Dugaan Penipuan Akademi Kripto Mandek 9 Bulan di Polda Metro Jaya, Puluhan Korban Rugi Rp200 Miliar Menagih Kepastian Hukum
Akibat kerugian yang masif ini, sejumlah korban dilaporkan terjerat pinjaman online (pinjol), menghadapi proses perceraian rumah tangga, terpaksa menghentikan pendidikan anak, bahkan ada korban di Jawa Timur yang dilaporkan mencoba melakukan aksi bunuh diri sebanyak tiga kali.
"Saya selalu diajarin untuk all-in karena katanya diversifikasi itu hanya buat pengecut. Dan Kalimasada menyuruh kita jual rumah untuk beli altcoin. Ya kita sebagai murid pasti dengar arahan guru. Tapi semua itu bujuk rayu tipu daya, sampai saya rugi 3 miliar, rungkat. Ada yang lagi proses sidang cerai, terjerat pinjol, sampai korban di Jatim hampir bunuh diri tiga kali," tutur Yonger, korban pelapor yang mengalami kerugian miliaran rupiah.
Kekecewaan para korban semakin memuncak akibat sikap terlapor yang dinilai memutus akses komunikasi dan mengingkari janji publik. Dalam sebuah rekaman video yang diserahkan ke kepolisian, Timothy Ronald sempat menyatakan secara terbuka akan mengganti kerugian anggota secara utuh hanya dengan menunjukkan bukti transaksi jual beli.

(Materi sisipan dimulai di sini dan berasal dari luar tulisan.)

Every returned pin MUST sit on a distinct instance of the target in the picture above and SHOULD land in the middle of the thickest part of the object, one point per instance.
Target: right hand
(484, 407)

Namun kenyataannya, ketika para anggota mengalami kerugian besar, ruang diskusi internal langsung ditutup dan upaya konfrontasi secara baik-baik oleh korban di sejumlah forum publik justru direspons dengan tindakan pengusiran.
"Dia bilang di video, 'Yang omong rugi-rugi mana? Transaction hash-nya kasih sini gua ganti uangnya'. Tapi ketika kita komplain, diskusinya malah ditutup. Akses ketemu langsung ditutup. Saya datang baik-baik ke acaranya mau tanya iktikad baik, malah diusir langsung," tegas Yonger menagih janji yang pernah diucapkan terlapor.
Saat ini, jumlah korban yang telah terdata dalam paguyuban pencari keadilan Akademi Kripto diperkirakan mencapai lebih dari 100 orang dengan akumulasi kerugian finansial menembus angka Rp200 miliar.
Rio menegaskan, apabila pihak kepolisian tidak segera memberikan kepastian hukum atau menaikkan status perkara ke tahap penyidikan, ratusan korban lain yang tersebar di wilayah Sumatera, Jawa, hingga Kalimantan siap membuka laporan polisi baru secara serentak di berbagai markas kepolisian daerah.
"Kalau nanti laporannya Saudara Yonger ini tidak jalan, korban-korban lain pasti akan buka laporan sendiri. Kami berharap Polda Metro Jaya harus segera mengusut ini dan tidak menggantung-gantung perkara, karena pidananya sudah sangat jelas," tutup Kuasa Hukum Korban.